‘Hope it goes well’: Police email said they ‘could not justify’ escorting terrorist to event where he committed attack
A police officer said he “could not justify” escorting a terrorist to an event where he launched a deadly attack, in an email signed off: “I hope it goes well.”
They were shown a chain of emails between Learning Together staff, Khan’s probation officer and police about arrangements on Thursday.
Dr Amy Ludlow, one of the founders of Learning Together, wrote that Khan “really wants to come” but said he would be “more comfortable” if someone travelled with him from his home in Stafford to London.
Kenneth Skelton, Khan’s probation officer, asked counter-extremism police officers whether they could “arrange for someone to accompany him on the train”.
Sgt Calum Forsyth, of Staffordshire Police’s Prevent team, replied on 4 November saying they were “not in a position” to escort Khan.
“This would require two people to travel with him and that cannot be justified,” said an email shown to the jury.
“If [Learning Together staff] are able to meet him and take him from Euston to the event and then return him to Euston then I think that would be more appropriate.
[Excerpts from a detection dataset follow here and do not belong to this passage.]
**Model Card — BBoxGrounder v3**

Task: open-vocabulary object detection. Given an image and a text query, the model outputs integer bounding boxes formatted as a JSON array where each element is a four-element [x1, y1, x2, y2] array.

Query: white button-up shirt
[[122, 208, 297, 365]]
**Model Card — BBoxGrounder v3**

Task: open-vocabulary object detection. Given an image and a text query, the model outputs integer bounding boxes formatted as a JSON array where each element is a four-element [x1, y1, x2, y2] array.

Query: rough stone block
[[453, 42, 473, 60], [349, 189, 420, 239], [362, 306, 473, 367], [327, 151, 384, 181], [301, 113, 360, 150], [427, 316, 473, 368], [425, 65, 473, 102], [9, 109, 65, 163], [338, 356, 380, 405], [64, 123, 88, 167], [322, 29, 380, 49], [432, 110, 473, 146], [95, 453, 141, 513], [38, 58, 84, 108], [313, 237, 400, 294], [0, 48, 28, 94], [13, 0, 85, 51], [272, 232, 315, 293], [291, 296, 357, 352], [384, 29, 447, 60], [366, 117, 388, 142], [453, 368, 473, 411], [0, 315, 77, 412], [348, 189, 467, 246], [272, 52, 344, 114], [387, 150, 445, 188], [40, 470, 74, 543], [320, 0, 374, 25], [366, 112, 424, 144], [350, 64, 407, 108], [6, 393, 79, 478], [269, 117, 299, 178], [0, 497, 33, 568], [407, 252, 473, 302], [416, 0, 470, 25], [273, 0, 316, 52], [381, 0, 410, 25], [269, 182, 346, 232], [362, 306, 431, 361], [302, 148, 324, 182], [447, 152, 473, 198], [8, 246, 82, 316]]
I have no issue with him attending the event and hope it goes well.”
The inquests heard that Khan’s train to London was cancelled, but victim Jack Merritt and a colleague helped him find an alternative service to reach the event.
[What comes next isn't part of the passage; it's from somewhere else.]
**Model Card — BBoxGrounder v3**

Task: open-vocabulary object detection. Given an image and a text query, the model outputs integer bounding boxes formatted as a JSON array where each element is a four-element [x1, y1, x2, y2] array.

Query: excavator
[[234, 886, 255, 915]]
He attended opening talks, where he sat on the same table as his second victim Saskia Jones, and joined a workshop where he told attendees he was turning from the “wrong path”.
Khan made his final preparations for the attack in a toilet, taping knives to his hands and revealing a fake suicide vest, before attacking Mr Merritt as he emerged from a cubicle.
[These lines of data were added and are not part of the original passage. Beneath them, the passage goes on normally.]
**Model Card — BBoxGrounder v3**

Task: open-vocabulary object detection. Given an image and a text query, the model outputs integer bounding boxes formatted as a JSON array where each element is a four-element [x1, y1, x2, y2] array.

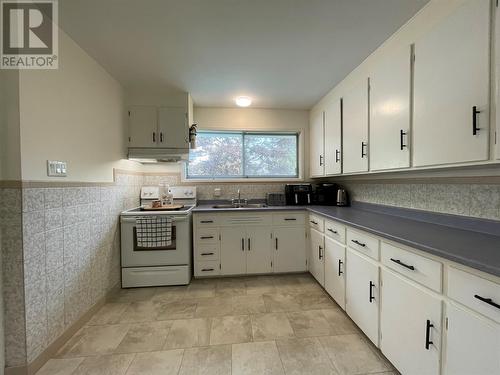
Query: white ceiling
[[59, 0, 428, 109]]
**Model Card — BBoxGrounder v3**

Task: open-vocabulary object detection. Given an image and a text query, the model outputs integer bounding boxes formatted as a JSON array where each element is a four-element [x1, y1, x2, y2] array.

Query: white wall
[[143, 107, 309, 176], [311, 0, 465, 117], [19, 30, 140, 182], [0, 70, 21, 180]]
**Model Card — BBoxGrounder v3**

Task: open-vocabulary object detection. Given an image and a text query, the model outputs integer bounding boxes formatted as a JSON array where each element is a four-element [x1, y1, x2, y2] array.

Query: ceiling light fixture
[[235, 96, 252, 107]]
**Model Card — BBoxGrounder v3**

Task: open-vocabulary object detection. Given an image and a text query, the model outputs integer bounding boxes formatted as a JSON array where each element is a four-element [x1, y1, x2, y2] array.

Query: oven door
[[121, 216, 191, 267]]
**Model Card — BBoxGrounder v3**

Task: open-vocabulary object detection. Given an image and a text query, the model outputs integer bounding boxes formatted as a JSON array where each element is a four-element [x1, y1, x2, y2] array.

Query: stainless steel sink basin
[[212, 203, 267, 209]]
The 28-year-old fatally stabbed Ms Jones in an adjoining cloakroom and wounded three other people before being shot dead by police on London Bridge.
Khan had been permitted to join Learning Together courses while serving a prison sentence for preparing acts of terorrism, even becoming a “peer mentor” for fellow inmates.
The inquests heard that he was allowed to attend the scheme’s fifth anniversary celebration at Fishmongers’ Hall in London following a meeting involving MI5 earlier that month.
A hearing on Thursday was told that intelligence that Khan had been radicalising fellow inmates and may have been planning an attack before he was freed from prison in December 2018 was not shared with Learning Together staff.
The terrorist was put under strict licence conditions restricting his movement and internet usage, and officials refused permission for him to attend a March 2019 Learning Together event in Cambridge.
The inquests heard that Khan was allowed to attend an event at his former prison, HMP Whitemoor, in June that year with a police escort to and from the jail.
Jonathan Hough QC, counsel to the inquests, asked Dr Ludlow if she was surprised at the sudden relaxation of controls for the event at Fishmongers’ Hall.
Dr Ludlow said she noticed a change in position but “assumed it was because of the information and expertise they had in making that risk assessment”.
She said she had been in contact with Khan following his release from prison and was not concerned about his behaviour, adding: “I understood that he wanted to live an ordinary life and was interested in creative writing. He had tried to find a job but I didn’t have detailed conversations about his future.”
Khan’s probation officer, Mr Skelton, informed her that he had been unsuccessful in applications for numerous jobs and had a “dip in mood”.
“He had shared some low-level concern that Usman’s mood had become lower - he wasn’t going to the gym as much and was struggling to get work - but none of that concern was expressed in alarming terms,” Dr Ludlow said. “People released from prison go up and down.”
Asked whether the information should have prompted concern about Khan’s mindset before the event at Fishmongers’ Hall, Dr Ludlow said that officials monitoring the terrorist through multi-agency public protection arrangements (Mappa) “knew those things and they still said he could come”.
The inquests heard that Learning Together staff did not conduct a formal risk assessment for the event, which was attended by other ex-offenders, because it was not required.
There were no bag searches or scanners, and local police were not informed of the event.
The inquests will examine the planning for the event and security at the venue, as well as the intelligence held on Khan and how he was monitored by police.